Business ties between Nissani Bros. Hyundai in Culver City and Hyundai Motor America had already deteriorated before the March incidents in which customers who had dropped off cars for service complained that their vehicles were towed away and they were hit with large fees, according to the Los Angeles Times.

One customer, quoted by the Times, said she had dropped off her car for service with an engine problem, only to find out later that she owed thousands of dollars to a towing company. An unnamed dealership employee told the newspaper that it had tried to contact customers before having their vehicles towed because the store was closed.

A message left by Automotive News at Nissani Bros., which has several other franchises, was not immediately returned.

Although the towing incidents coincided with Los Angeles County orders that limited business activities, dealership service operations were allowed to remain open. Hyundai’s corporate office stepped in to help the abandoned customers.

Hyundai spokesman Jim Trainor told the Times the closure of the store had less to do with the virus outbreak than it did a soured business relationship, without elaborating.

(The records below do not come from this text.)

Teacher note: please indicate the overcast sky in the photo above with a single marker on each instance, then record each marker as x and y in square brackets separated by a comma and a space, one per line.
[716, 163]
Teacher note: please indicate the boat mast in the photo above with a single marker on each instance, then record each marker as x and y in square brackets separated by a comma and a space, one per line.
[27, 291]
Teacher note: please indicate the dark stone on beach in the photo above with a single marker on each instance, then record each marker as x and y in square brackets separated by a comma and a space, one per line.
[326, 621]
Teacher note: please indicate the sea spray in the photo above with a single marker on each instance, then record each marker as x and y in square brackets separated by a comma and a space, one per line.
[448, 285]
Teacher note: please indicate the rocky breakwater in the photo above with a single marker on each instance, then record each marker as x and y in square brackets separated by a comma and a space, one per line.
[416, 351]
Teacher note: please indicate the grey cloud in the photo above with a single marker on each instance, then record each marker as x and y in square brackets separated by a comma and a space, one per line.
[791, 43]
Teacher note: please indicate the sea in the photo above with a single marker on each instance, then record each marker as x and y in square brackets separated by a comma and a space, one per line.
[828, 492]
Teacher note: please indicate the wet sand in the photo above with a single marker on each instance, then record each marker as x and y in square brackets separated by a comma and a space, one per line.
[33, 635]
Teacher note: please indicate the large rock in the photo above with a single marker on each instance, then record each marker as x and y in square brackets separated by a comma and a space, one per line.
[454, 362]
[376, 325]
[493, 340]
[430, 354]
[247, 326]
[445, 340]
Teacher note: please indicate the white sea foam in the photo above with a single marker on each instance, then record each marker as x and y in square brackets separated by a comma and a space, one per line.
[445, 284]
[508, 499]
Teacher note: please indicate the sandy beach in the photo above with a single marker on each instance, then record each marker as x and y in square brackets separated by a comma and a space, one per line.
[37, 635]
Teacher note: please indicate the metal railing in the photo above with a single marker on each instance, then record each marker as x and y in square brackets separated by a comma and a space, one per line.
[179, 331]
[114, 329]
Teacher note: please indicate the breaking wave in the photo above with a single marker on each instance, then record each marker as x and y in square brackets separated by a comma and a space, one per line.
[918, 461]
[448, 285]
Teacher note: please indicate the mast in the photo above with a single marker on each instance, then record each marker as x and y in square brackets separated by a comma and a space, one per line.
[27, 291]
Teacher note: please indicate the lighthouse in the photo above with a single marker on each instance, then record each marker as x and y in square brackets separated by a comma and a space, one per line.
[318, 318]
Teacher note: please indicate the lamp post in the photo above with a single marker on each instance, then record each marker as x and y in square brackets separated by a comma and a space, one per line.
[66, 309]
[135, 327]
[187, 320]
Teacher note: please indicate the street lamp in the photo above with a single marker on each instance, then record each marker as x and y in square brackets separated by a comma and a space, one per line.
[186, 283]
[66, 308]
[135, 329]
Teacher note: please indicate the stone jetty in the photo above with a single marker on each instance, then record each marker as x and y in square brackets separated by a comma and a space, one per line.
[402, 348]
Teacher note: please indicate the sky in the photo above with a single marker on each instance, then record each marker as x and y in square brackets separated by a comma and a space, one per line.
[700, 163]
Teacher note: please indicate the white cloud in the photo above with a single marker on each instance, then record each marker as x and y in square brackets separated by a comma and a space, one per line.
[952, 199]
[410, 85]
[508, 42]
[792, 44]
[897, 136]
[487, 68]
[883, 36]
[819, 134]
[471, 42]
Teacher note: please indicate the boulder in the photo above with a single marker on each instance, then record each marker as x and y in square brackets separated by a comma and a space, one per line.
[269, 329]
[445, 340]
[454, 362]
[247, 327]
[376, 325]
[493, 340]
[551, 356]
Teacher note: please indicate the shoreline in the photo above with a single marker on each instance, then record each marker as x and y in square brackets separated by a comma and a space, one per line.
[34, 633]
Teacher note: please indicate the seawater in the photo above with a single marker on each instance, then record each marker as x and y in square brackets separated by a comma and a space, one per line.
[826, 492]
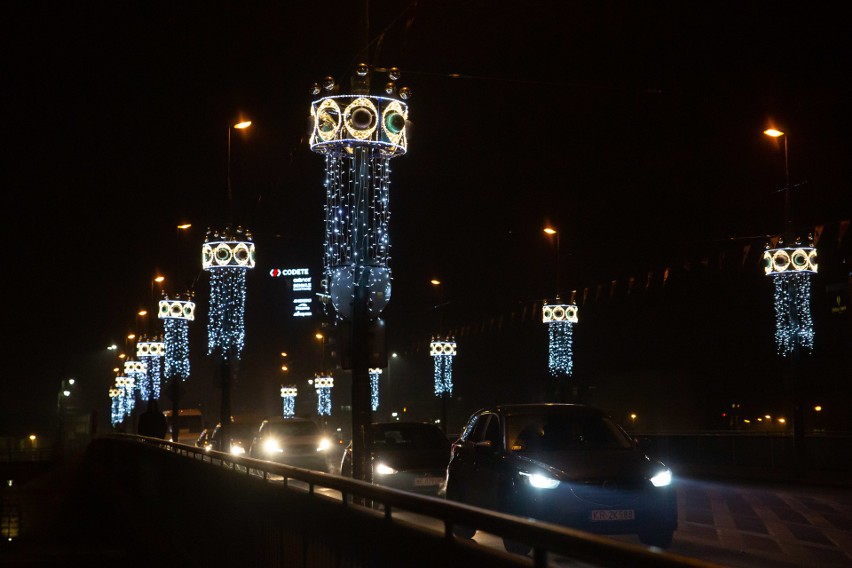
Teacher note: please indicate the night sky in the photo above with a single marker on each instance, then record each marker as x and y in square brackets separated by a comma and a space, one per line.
[635, 128]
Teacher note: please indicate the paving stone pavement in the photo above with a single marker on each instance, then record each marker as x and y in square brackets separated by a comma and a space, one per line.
[764, 525]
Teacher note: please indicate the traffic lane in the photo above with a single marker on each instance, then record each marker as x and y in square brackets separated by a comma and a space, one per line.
[753, 524]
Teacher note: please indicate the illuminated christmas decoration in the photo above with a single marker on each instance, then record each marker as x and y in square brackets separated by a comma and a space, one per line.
[443, 353]
[176, 315]
[288, 395]
[374, 388]
[560, 319]
[124, 399]
[138, 371]
[151, 352]
[358, 134]
[323, 386]
[227, 255]
[117, 412]
[792, 269]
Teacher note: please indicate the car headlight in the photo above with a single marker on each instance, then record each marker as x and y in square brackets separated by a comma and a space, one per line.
[662, 479]
[539, 481]
[383, 469]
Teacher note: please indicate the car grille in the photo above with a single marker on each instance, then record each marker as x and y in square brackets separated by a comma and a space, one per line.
[609, 493]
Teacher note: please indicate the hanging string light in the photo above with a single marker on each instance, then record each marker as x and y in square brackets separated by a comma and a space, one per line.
[138, 371]
[151, 352]
[124, 392]
[374, 388]
[560, 319]
[323, 386]
[176, 315]
[288, 396]
[227, 254]
[358, 134]
[792, 269]
[443, 352]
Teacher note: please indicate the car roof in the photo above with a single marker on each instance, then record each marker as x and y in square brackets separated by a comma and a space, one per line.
[280, 419]
[521, 408]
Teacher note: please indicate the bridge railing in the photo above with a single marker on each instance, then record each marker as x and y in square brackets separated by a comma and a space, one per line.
[218, 508]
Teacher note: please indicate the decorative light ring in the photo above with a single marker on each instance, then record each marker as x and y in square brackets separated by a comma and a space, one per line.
[778, 261]
[150, 349]
[559, 312]
[361, 118]
[442, 348]
[124, 382]
[393, 121]
[239, 254]
[135, 367]
[177, 309]
[206, 255]
[327, 119]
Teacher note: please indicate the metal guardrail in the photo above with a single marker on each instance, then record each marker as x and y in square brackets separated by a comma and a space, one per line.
[549, 541]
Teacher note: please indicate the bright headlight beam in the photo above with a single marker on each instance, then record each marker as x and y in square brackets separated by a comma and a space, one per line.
[540, 481]
[383, 469]
[662, 479]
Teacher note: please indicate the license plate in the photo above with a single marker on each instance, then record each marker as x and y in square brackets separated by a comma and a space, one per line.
[599, 515]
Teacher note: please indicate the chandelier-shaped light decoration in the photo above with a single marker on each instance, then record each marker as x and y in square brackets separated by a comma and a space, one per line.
[151, 352]
[116, 412]
[288, 396]
[138, 371]
[792, 269]
[374, 388]
[443, 352]
[124, 399]
[176, 315]
[323, 386]
[358, 134]
[560, 319]
[227, 255]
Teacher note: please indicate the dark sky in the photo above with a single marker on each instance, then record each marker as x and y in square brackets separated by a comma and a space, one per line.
[630, 126]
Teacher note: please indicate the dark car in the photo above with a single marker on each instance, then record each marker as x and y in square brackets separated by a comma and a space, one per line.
[562, 463]
[293, 441]
[244, 428]
[411, 456]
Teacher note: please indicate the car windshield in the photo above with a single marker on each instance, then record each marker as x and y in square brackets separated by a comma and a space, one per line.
[286, 429]
[565, 430]
[408, 436]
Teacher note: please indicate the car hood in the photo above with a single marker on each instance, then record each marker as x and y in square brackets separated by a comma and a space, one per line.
[586, 465]
[414, 459]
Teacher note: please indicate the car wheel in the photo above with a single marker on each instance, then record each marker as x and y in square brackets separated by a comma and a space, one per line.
[516, 547]
[460, 531]
[656, 536]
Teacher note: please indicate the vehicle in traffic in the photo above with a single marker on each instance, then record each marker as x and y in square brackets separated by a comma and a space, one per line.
[244, 428]
[567, 464]
[411, 456]
[190, 424]
[293, 441]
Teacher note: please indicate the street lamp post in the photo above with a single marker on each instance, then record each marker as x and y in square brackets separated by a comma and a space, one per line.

The shutdown followed weeks of bad blood between the dealership — brothers Hooman and Rayan Nissani co-owned the store — and Hyundai, the paper reported.

“This dealership voluntarily ended its relationship with Hyundai on April 6, no longer represents Hyundai as one of its dealers, and is closed,” Hyundai said in a statement. “Prior to the closing of the dealership, this dealer moved vehicles that had been dropped off for service to an offsite facility … in order to vacate the property, without informing Hyundai nor the customers who had vehicles at the dealership for service and repair.”

Once Hyundai was aware of the matter, the automaker worked with the towing operator to release the impounded vehicles and channel them to other Hyundai dealerships in the area to complete repairs. Hyundai said it would reimburse customers who had already paid the towing company to release their vehicles.